Dion Antic is the Madonna of Chicago nightlife, known for reinventing (and retattooing) himself alongside the bevy of bars he once opened, closed, and reopened, seemingly at will. At least that was his MO before he all but abandoned Chicago in 2004 amid personal turmoil to give the L.A. restaurant scene a shot. It didn’t work out (“There’s a lot of talk, but nothing gets done,” he says), and last year the mastermind behind now-shuttered spots such as Harry’s Velvet Room and Iggy’s reemerged with a new strategy—concept consulting rather than ownership—and a new non-nightlife venture, Bagel on Damen.

“I swore I’d never sell drinks after 40,” Antic, 46, says—but when a space opened up in River North, the temptation was irresistible.

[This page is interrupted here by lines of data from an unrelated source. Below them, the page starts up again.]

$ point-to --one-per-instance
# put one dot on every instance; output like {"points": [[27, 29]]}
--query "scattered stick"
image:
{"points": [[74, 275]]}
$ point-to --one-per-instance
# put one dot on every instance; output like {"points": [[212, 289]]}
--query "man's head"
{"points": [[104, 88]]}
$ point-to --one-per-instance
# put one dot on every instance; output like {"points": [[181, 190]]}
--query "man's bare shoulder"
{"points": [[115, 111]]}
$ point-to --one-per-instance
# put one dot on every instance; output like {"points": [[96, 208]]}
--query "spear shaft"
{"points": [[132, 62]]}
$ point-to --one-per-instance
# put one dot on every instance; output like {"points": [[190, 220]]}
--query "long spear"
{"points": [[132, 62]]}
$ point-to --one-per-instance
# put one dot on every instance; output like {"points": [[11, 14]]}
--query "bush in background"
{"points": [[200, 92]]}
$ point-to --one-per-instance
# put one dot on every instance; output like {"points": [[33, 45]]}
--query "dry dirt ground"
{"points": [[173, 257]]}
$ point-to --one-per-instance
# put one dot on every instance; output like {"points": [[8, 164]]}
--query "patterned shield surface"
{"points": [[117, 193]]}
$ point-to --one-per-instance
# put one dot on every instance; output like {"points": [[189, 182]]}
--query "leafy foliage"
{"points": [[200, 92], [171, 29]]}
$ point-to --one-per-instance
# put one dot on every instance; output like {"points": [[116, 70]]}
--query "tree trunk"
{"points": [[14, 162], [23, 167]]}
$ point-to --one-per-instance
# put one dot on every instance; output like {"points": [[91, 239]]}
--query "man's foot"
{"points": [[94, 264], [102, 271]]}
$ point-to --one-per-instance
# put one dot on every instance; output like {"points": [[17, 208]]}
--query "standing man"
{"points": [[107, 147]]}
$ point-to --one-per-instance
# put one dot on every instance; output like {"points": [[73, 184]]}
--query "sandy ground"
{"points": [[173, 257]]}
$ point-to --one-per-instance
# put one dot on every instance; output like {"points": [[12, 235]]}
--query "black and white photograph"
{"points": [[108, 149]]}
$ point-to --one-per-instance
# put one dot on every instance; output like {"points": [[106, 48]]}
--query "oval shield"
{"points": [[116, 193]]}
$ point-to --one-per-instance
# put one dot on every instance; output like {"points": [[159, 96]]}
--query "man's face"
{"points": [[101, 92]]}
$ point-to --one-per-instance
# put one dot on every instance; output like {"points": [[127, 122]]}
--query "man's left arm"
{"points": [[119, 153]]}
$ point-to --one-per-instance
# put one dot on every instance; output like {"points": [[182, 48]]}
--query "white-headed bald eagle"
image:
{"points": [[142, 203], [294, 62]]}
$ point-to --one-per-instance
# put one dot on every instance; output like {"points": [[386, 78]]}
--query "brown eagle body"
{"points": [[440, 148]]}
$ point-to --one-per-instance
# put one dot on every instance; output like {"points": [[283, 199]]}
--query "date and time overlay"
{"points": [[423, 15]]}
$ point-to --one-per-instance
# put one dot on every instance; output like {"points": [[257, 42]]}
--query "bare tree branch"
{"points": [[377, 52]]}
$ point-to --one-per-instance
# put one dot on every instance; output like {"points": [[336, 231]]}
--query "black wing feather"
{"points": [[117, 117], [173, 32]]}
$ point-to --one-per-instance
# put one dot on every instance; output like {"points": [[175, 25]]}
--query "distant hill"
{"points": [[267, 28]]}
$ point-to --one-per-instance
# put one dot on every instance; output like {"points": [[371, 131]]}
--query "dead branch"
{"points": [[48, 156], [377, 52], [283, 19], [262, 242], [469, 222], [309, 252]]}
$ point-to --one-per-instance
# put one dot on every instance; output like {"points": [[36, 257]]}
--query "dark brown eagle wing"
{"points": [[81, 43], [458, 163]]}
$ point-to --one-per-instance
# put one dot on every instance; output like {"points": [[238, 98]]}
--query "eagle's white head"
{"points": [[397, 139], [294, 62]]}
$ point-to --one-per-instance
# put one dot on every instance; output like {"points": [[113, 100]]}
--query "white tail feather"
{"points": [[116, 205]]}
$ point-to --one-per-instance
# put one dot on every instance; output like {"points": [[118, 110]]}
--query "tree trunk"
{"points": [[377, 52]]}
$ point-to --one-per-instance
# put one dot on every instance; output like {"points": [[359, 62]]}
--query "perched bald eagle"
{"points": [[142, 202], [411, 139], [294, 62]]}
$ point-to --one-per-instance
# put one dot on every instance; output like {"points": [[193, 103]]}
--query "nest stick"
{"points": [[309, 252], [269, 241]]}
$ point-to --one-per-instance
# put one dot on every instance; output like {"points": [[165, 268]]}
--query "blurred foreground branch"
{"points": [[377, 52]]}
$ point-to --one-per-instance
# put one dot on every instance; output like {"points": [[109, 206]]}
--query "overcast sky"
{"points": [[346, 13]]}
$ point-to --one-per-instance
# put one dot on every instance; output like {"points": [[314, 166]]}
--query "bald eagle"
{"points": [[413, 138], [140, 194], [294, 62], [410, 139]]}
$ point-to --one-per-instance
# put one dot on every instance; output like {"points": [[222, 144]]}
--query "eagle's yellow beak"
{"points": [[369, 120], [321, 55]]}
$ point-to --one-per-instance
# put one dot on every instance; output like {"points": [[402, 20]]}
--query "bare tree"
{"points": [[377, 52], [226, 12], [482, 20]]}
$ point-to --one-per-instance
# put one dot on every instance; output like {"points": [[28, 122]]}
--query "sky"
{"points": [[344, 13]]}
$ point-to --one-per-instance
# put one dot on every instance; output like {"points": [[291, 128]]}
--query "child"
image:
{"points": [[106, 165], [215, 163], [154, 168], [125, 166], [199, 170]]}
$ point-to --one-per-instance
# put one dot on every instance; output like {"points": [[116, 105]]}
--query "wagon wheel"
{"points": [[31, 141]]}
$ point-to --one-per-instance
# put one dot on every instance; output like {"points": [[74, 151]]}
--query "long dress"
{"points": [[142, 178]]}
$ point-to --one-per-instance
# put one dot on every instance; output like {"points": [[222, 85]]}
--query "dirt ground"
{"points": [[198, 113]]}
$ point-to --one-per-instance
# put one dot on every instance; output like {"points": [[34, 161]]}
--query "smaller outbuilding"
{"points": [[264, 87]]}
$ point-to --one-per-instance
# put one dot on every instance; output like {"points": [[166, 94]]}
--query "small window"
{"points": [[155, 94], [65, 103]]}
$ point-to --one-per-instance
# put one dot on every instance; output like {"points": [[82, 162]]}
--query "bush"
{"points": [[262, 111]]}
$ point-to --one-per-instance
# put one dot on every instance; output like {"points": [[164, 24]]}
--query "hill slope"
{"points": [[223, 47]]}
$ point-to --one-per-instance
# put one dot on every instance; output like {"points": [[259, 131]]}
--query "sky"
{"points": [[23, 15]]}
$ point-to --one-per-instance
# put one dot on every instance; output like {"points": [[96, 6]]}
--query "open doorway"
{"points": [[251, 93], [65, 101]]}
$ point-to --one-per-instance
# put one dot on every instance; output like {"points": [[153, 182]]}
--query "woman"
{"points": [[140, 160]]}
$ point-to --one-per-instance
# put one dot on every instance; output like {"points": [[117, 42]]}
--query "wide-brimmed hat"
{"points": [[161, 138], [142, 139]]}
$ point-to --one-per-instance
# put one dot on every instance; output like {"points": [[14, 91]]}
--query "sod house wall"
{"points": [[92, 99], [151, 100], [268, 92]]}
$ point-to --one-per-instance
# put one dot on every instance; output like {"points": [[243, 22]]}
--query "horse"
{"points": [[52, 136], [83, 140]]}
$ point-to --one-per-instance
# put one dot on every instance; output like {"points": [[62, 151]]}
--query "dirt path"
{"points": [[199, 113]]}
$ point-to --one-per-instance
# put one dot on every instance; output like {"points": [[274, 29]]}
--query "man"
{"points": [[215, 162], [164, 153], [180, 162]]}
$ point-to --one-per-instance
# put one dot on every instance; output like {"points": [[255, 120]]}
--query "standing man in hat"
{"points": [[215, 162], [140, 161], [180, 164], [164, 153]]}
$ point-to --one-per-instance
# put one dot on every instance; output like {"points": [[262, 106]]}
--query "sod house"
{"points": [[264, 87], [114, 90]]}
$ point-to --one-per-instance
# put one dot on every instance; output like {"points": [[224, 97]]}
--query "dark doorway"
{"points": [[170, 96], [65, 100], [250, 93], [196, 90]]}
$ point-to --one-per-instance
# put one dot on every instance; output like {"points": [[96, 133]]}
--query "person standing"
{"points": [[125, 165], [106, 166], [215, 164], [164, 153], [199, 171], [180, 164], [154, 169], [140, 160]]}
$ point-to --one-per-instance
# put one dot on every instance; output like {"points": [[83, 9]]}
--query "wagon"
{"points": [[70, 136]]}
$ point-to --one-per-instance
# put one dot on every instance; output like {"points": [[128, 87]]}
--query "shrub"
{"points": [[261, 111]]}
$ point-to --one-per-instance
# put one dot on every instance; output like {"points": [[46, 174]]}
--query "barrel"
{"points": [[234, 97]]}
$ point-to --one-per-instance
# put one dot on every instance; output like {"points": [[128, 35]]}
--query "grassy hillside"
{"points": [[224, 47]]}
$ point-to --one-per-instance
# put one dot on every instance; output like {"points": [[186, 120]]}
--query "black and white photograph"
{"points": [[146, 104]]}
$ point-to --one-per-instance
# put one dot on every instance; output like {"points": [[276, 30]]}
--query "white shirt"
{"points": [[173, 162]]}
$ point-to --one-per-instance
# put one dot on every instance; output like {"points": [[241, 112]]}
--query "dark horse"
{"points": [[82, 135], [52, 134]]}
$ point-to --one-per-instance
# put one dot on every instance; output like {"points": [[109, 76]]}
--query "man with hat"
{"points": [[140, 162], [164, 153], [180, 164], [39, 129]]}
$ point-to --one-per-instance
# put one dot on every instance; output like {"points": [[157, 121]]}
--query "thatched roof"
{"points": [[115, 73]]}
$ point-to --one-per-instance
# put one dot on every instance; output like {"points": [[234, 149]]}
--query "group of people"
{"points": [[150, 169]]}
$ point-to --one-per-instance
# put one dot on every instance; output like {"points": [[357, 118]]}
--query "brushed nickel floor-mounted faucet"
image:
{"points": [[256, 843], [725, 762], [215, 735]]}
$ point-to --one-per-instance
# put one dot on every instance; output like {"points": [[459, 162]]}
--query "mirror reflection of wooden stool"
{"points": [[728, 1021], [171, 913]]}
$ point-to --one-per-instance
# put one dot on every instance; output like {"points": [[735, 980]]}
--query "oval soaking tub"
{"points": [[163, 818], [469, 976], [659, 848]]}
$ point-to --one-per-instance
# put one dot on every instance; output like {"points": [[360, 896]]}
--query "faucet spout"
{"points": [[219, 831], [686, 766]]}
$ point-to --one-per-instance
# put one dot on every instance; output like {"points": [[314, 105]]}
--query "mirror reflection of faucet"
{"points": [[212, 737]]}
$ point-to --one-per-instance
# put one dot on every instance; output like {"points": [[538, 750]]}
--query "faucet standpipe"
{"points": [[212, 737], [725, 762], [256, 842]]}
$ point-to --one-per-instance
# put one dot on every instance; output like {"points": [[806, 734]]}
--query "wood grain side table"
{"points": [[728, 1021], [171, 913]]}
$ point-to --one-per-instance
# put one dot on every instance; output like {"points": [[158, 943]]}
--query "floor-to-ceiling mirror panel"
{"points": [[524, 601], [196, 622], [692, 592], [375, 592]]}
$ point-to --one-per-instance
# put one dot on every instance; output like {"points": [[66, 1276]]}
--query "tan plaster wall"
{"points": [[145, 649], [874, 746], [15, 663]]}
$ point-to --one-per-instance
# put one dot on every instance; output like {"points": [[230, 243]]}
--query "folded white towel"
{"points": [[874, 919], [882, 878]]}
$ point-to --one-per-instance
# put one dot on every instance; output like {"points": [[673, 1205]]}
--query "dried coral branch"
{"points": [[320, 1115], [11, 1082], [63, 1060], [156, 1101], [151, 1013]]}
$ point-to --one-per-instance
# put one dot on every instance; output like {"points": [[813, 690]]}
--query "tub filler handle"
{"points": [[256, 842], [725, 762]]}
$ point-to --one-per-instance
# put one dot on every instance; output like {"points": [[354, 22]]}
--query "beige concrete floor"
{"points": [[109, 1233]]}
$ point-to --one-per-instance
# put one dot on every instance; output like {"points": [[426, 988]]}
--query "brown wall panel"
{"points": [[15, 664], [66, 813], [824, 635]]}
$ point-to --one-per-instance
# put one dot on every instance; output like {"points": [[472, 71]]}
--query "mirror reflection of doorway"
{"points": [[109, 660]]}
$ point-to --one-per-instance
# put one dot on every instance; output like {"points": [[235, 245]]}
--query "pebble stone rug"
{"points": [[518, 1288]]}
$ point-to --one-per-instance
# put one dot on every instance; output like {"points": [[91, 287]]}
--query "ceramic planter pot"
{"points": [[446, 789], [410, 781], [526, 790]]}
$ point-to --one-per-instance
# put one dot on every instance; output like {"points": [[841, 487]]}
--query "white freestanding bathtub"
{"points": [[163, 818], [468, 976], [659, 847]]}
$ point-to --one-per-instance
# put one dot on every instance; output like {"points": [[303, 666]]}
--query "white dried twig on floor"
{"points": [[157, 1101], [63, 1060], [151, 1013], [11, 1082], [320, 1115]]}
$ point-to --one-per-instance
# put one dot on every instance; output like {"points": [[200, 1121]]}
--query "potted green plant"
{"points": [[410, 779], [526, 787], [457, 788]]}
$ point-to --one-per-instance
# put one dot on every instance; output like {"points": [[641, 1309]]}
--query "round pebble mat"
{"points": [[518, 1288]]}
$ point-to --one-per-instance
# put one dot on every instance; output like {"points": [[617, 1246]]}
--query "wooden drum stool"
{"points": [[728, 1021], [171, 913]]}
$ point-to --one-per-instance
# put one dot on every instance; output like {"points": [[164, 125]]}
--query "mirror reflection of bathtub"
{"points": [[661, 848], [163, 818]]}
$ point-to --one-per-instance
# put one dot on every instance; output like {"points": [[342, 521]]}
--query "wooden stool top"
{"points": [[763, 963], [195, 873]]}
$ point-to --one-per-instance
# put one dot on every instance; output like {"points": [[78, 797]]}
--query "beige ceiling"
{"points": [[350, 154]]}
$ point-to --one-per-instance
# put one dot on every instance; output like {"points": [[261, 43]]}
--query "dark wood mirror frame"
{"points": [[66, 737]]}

The result: The Shady Lady, a new big-top-meets-speakeasy of a lounge dreamed up mostly by Antic but officially run by a longtime friend, Craig Hiljus.

Both Antic and Hiljus were working the crowd when my date and I stopped by. Ushered in by a skinny host whose fedora-shaded eyes lent a fitting note of menace to the Prohibition vibe, we had just begun elbowing our way to the bar when we ran into friends and decided to wait for a table. Our group stood around watching a mix of youngish professionals and out-of-towners vie for the bartenders’ attention against a backdrop of Victorian chandeliers and sideshow posters—a far cry from the pub décor of the previous tenant, Garrett Ripley’s. “We turned the space around in 26 days,” Antic later told me. “That’s the great thing about Chicago: Here you can make a couple of calls, and things happen, just like that.”

We eventually snagged seats, but the later it got, the tighter the crowd pressed toward the bar, and I began to notice people shooting daggers at our table strewn with glasses and food. A final round arrived—we had all decided to try the signature Shady Lady (orange essence, Ransom gin, egg white, half and half, and lemon and lime juices; $13)—just as the decibel level went from blaring to blasting. I was considering fashioning earplugs out of my napkin when the cacophony ceased and a lone man carrying a saxophone walked onto a small stage at the front of the room (burlesque dancers and assorted oddities perform briefly each night, on a schedule known only to Antic and Hiljus). The man brought the instrument to his lips and began to play a slow, deliberate tune that sounded more like a spell than a song. We sat, mesmerized, until he finished, then paid our tab and slipped out into the shadows.